Já vos falei por várias vezes aqui no blogue das Quintas de Leitura do Teatro do Campo Alegre, no Porto – um espectáculo maravilhoso em torno da poesia de um ou mais autores, abrilhantado com música, artes plásticas e muito mais, numa ideia original do grande João Gesta. Hoje à noite, estarei lá para uma prestação bastante arrojada, pois será a primeira vez que lerei publicamente num teatro para mais de 300 pessoas textos inéditos (e que não sei se irei sequer publicar alguma vez). De certa forma inspirada (melhor dizendo, incomodada) por manchetes de jornais, notícias que me deixaram terrivelmente triste, não consegui deixar de escrever sobre certos assuntos que, tradicionalmente, não entram na minha poesia, mas que sem querer foram mais fortes e a invadiram. A sessão chama-se A Social-Poesia e inclui poemas sobre a guerra na Síria, a crise que levou para a rua prostitutas que já tinham conseguido um emprego mas que entretanto o perderam, a violência doméstica, as grávidas com fome ou a história de uma criança que ficou sem almoço por atraso na mensalidade numa escola do Algarve.
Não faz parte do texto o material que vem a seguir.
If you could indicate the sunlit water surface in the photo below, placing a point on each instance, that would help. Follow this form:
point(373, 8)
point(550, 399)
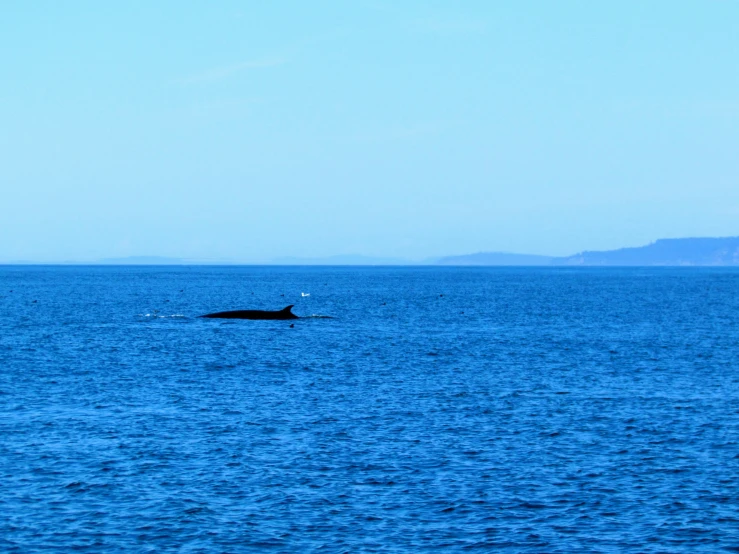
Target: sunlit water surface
point(533, 410)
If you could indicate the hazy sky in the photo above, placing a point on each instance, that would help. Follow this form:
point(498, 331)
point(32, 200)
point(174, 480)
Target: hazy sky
point(249, 130)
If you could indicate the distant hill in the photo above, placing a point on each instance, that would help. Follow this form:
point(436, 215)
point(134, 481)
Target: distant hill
point(343, 259)
point(495, 258)
point(664, 252)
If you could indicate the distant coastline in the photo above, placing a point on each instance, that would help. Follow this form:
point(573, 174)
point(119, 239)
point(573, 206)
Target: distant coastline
point(683, 252)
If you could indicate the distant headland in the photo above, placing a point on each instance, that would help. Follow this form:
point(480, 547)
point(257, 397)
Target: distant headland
point(711, 252)
point(663, 252)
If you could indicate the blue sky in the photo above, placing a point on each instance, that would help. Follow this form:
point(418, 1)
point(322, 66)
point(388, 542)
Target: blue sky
point(252, 130)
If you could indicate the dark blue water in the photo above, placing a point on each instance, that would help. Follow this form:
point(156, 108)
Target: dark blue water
point(527, 410)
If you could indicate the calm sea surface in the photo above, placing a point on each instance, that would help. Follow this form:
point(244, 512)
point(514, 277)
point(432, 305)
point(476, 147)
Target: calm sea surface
point(520, 410)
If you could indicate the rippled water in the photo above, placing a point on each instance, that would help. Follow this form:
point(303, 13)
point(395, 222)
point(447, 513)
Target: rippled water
point(533, 410)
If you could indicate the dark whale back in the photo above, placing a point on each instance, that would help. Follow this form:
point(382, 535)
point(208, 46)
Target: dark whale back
point(285, 313)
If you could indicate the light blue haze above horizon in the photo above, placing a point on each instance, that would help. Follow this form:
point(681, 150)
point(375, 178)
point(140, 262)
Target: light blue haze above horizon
point(249, 131)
Terei comigo dois diseurs de respeito, Pedro Lamares e Cristiana Sabino, e ainda a ajuda do artista gráfico João Alexandrino (JAS) e do grupo de circo Erva Daninha. Depois das leituras, o palco fica todinho para o enorme Sérgio Godinho e as suas canções. Rezem ou façam figas para que tudo corra pelo melhor.
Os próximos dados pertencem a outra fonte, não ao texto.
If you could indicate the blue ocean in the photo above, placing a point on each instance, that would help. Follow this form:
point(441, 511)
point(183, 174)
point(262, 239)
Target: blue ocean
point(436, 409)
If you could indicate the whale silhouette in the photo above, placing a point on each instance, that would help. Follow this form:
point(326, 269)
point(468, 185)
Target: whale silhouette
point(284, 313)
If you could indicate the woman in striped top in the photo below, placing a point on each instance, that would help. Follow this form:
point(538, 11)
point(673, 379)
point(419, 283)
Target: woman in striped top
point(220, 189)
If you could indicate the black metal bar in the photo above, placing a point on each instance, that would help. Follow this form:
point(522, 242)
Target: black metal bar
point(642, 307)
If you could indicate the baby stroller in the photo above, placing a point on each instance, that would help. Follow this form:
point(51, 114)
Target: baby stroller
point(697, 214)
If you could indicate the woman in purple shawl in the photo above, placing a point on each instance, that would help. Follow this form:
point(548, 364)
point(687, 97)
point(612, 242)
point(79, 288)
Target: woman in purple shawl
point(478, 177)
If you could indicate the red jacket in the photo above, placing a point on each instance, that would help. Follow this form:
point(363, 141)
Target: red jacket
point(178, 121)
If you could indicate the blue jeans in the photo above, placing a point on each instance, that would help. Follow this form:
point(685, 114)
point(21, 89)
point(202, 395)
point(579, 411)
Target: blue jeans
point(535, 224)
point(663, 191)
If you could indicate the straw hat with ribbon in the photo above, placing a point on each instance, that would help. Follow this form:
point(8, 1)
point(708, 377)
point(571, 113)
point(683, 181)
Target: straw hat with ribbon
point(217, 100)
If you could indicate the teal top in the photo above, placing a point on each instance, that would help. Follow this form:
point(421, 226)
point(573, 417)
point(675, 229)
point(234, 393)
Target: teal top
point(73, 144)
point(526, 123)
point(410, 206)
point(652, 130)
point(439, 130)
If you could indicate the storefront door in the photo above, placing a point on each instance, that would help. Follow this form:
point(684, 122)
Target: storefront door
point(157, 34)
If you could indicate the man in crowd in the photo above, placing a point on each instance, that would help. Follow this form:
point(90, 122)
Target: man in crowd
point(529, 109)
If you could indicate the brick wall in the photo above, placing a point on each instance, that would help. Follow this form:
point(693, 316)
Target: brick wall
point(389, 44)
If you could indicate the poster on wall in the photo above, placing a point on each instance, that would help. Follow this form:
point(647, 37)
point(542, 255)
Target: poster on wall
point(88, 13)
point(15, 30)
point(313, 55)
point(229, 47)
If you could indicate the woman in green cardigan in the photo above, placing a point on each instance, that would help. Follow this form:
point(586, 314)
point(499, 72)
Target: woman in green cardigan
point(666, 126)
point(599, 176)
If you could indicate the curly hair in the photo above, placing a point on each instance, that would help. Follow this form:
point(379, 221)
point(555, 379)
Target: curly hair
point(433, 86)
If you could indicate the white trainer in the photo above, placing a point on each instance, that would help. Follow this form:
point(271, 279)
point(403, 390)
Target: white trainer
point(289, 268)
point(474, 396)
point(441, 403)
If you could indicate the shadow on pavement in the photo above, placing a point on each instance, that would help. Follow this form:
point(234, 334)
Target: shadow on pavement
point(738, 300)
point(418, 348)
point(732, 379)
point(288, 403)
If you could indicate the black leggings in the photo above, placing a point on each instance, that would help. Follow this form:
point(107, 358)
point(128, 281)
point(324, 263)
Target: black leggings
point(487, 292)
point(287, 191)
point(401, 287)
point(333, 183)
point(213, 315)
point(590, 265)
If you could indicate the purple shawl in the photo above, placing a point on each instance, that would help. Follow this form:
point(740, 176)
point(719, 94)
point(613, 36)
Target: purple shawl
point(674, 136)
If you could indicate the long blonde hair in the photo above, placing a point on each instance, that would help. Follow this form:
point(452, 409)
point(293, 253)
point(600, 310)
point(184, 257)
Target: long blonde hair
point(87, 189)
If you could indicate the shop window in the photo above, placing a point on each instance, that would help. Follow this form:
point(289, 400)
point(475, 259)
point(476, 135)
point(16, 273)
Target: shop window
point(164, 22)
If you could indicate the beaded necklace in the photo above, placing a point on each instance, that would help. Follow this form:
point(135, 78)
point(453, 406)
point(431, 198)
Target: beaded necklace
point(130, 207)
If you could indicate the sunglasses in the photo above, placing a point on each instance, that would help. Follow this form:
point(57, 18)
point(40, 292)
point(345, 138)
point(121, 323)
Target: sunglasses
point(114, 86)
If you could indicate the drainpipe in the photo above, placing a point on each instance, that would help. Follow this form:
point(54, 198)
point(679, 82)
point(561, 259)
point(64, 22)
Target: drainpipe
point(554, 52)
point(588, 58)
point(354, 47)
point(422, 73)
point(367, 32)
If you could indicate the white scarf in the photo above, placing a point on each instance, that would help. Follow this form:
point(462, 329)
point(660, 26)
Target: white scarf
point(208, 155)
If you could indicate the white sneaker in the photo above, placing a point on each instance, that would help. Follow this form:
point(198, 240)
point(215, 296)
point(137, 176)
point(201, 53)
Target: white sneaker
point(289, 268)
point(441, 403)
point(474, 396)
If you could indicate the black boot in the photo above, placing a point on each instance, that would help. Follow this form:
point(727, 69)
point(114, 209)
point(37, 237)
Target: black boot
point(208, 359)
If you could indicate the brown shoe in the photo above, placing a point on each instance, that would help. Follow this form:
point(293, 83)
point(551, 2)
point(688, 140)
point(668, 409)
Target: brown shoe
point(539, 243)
Por cá, nem todos os prémios internacionais têm peso para os leitores ou influenciam as vendas; é, porém, certo que o Booker Prize sempre conseguiu afirmar-se em Portugal e que os livros que o venceram – livros originalmente escritos em inglês – partem para o mercado com vantagem. Mas há uma ramificação deste prémio para escritores de outras línguas traduzidos em inglês: o Man Booker International Prize – e já o ganharam muitos nomes de respeito, de latino-americanos a africanos e europeus. Este ano, a lista de semifinalistas tem treze títulos – e entre eles estão curiosamente duas obras escritas em português: Teoria Geral do Esquecimento, de José Eduardo Agualusa, e Um Copo de Cólera, do brasileiro Raduan Nassar que, depois de um êxito retumbante com três livros apenas (todos pequenos), resolveu retirar-se para uma fazenda e ser doravante apenas agricultor. Há anos que não escreve uma linha, mas, pelos vistos, só agora tem a sua obra publicada no mercado anglo-saxónico. Ambos os romances terão, porém, muitos adversários à altura, desde a napolitana Elena Ferrante (que está em alta em todo o lado e é responsável por uma verdadeira «febre») ao japonês Kenzaburo Oe, passando pela sul-coreana Han Kang, cujo livro A Vegetariana publicarei em Outubro próximo e é mesmo de leitura imparável e completamente irresistível. No dia 14 de Abril, será anunciada uma shortlist de seis romances e então vamos ver quem fica e quem sai. Se a língua portuguesa permanecer, ficaremos a torcer por ela até ao anúncio do vencedor, a 16 de Maio.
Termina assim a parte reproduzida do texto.